2.) I can now add “bed-frame and mattress dismemberment” to my list of special skills.

“Dismemberment” probably sounds like an exaggeration. It’s not. Fun fact: 9 out of 10 building managers (or the corporate offices they’ve sold their souls to) are really good at charging tenants for nonsensical things like  “landscape beautification” (the manager planting a garden out front), or “hallway repairs” (vacuuming) or, in my case “excess waste removal” (charging $200.00 to remove a broken, twin-sized bed frame from a row of industrial dumpsters).

I spoke with my financial advisors (my piggy bank and my pile of student loans). The consensus was that I did not, in fact, have $200.00 in the budget for garbage. Who knew?

As I sat there staring at the old, lumpy mattress and the beat up, particle board that defied physics and supported said mattress, I found myself growing a bit nostalgic…

Just kidding. I tore it to shreds. No really, shreds.

See, part of the “we will charge you for this” section in my lease demanded that there were “no excess items or pieces of furniture” sitting next to the dumpsters. My reaction?

“Challenge accepted.”

So, after taking the frame apart piece by piece, I also dismembered the actual mattress – a process which I sincerely hope none of you ever find yourselves in.

May God have mercy on your fuzz-covered souls if you do.

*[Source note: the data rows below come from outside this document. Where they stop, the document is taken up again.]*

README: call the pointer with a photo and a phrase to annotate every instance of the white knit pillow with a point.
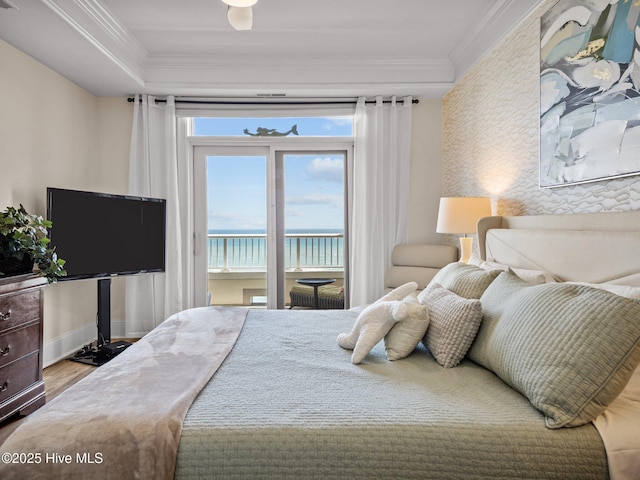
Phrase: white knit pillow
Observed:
(453, 324)
(405, 335)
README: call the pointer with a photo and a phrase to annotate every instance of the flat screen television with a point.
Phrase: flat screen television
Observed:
(102, 235)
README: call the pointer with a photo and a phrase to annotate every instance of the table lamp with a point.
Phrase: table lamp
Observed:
(461, 215)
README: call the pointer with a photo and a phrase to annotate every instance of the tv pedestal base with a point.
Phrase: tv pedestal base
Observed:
(101, 355)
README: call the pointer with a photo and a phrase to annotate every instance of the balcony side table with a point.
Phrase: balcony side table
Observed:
(315, 283)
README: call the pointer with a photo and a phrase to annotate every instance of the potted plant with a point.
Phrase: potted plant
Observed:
(24, 242)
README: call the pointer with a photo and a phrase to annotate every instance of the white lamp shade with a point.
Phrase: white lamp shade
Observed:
(461, 214)
(240, 18)
(240, 3)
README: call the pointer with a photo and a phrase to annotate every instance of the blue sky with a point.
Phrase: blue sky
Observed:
(314, 196)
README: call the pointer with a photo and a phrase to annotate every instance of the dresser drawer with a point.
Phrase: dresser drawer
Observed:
(19, 308)
(18, 343)
(18, 375)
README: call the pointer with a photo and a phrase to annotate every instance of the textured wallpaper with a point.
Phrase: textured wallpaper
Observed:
(491, 137)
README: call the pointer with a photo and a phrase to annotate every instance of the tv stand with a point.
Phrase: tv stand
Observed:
(105, 349)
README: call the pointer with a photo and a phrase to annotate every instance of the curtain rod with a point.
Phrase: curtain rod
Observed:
(251, 103)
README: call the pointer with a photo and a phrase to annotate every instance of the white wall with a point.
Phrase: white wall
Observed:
(426, 171)
(53, 133)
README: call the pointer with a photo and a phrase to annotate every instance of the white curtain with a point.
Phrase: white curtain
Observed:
(379, 209)
(154, 171)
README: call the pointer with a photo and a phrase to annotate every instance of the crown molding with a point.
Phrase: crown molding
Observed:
(503, 17)
(104, 32)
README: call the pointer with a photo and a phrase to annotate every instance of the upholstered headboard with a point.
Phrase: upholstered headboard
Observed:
(592, 247)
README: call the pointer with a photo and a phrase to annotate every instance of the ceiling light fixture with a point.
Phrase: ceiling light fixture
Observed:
(240, 18)
(240, 13)
(240, 3)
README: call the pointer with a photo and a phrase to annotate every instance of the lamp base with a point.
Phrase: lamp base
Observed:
(466, 246)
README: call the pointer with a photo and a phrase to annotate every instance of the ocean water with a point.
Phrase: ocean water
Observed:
(246, 249)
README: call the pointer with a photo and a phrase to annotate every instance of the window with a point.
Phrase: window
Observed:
(337, 126)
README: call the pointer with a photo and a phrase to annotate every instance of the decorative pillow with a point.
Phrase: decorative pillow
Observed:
(570, 349)
(404, 336)
(493, 300)
(468, 281)
(453, 324)
(375, 321)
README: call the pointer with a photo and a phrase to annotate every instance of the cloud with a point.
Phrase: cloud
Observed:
(330, 200)
(327, 169)
(230, 221)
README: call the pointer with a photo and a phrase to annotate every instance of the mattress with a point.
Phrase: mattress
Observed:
(288, 404)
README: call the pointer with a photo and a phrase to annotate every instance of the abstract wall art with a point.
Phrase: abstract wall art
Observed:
(589, 91)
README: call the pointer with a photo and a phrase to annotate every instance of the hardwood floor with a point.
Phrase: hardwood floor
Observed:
(57, 378)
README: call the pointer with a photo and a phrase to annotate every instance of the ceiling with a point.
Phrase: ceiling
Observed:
(296, 47)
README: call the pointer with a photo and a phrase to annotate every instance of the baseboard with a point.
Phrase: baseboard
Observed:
(66, 345)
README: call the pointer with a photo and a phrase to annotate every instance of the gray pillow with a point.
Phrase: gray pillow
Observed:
(494, 300)
(468, 281)
(570, 349)
(453, 324)
(406, 334)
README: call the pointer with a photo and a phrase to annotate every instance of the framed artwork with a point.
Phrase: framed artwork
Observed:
(589, 91)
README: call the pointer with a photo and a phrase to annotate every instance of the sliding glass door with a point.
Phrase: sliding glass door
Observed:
(267, 216)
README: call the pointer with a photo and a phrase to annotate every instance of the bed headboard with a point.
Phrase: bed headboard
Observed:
(590, 247)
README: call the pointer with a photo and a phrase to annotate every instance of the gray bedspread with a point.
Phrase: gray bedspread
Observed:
(288, 404)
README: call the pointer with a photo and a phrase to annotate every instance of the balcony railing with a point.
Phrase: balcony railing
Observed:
(242, 252)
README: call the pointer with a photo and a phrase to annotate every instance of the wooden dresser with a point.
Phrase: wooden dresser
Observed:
(21, 385)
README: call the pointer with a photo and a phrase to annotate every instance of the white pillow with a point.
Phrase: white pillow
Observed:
(375, 321)
(405, 335)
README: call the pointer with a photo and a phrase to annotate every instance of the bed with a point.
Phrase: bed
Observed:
(232, 393)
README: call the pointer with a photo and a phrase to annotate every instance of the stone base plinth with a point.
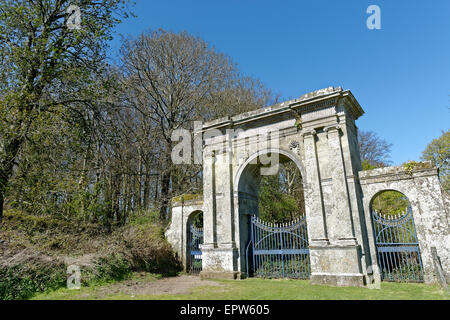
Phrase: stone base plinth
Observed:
(337, 264)
(339, 280)
(222, 275)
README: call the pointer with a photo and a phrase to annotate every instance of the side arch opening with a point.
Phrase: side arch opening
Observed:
(194, 243)
(395, 236)
(272, 220)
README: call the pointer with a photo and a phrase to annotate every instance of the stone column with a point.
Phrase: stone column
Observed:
(340, 220)
(315, 214)
(209, 198)
(227, 202)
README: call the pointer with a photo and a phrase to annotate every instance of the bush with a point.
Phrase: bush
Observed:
(36, 251)
(33, 273)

If you’ve never found yourself in a sketchy alley at 4 AM, covered in mattress fuzz, dragging garbage bags full of shredded fabric and bits of particle board to miscellaneous dumpsters like a Criminal Minds villain, you have yet to reach your darkest potential.

54465149    images.jpeg

This predicament was a new one for me, and I am rather familiar with predicaments. I am  not proud, but I was victorious.

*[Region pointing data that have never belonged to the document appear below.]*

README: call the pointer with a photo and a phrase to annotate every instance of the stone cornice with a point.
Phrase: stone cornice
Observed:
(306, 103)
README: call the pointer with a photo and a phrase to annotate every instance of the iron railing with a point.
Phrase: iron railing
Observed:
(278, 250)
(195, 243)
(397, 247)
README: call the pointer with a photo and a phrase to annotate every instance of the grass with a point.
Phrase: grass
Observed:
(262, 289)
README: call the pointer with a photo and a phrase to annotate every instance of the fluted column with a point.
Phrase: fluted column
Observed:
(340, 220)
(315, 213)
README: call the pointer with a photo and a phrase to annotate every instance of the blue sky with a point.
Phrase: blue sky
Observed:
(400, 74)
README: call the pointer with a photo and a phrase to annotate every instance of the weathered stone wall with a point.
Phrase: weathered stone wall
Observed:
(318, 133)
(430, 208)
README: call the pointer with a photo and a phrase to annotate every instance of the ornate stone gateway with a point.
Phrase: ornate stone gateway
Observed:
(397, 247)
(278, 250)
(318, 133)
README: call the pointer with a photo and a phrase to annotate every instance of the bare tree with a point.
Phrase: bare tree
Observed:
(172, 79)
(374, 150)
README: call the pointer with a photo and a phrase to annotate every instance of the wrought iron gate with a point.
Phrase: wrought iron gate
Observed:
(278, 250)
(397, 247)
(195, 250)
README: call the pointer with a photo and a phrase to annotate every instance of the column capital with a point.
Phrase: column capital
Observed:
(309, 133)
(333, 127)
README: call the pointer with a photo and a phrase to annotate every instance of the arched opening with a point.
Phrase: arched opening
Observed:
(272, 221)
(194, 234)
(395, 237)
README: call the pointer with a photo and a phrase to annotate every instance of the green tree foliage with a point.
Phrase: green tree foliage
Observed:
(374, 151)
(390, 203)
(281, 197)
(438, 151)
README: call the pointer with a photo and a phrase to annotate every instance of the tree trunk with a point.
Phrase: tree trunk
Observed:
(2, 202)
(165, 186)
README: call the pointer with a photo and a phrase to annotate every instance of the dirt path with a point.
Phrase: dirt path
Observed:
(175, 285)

The remnants of what was once my bedroom have been scattered throughout the city. I will never reveal their location. In my overtired (verging on delusional) state, I found myself laughing about it on my way back home that morning.

“Bed? What bed? There was never a bed.”

3.) Trading my sentimental soul for one that purges her life of everything but books and clothes.

I don’t think I’ve ever despised things as much as I despised the things I threw (quite forcefully) into boxes and abandoned in the Goodwill drop box at 1 AM.

They weren’t bad things. It wasn’t their fault they had accumulated in every corner, empty cabinet and dresser drawer in sight over the course of two years. It wasn’t their fault they hadn’t been dealt with sooner.

I hated them anyway.

Surely, they will bring someone else some happiness. They will find themselves useful once more. They will serve some wonderful purpose in someone’s life. That life will most definitely NOT be mine.


There are surely a few other things I shouldn’t be proud of, but let’s not go there. I’ve got to keep SOME mystery alive in this relationship we have here.

On an entirely happier note, I’d like to send out some thank yous. Mostly, to my two former room mates, who worked with me to clean our old place so thoroughly that they could open a freaking hospital in it.

Also, thank you to the friend that stopped by during the height of my hysteria to adopt some larger pieces of furniture. Please don’t underestimate how momentous this was. Not only did she take things (which as you may have heard, I hate) away from me so I wouldn’t have to dismember them, she also talked to me like I was a human even though I probably resembled some angrier version of the Tasmanian Devil that was covered in sweat and mattress fluff. Also, she hasn’t run screaming from my life since then. In short, she’s a saint. Someone get this girl a medal.

Finally, and this last one isn’t really a thank you so much as it is an “I’m sorry,” but to the random guy that just wanted to go on leisurely bike ride at 5AM that morning and ran into my deranged self in an alley instead, well, thanks for not calling the cops.



I probably didn’t need to tell you about all of this, but it just isn’t healthy to keep these things boxed in (ha! see what I did there?)

Friends, if you’ve taken anything away from this, hopefully it is that you should not, under any circumstances, do as I do. Also, if you ever need help tearing furniture apart at three in the morning, you know who to call – someone else.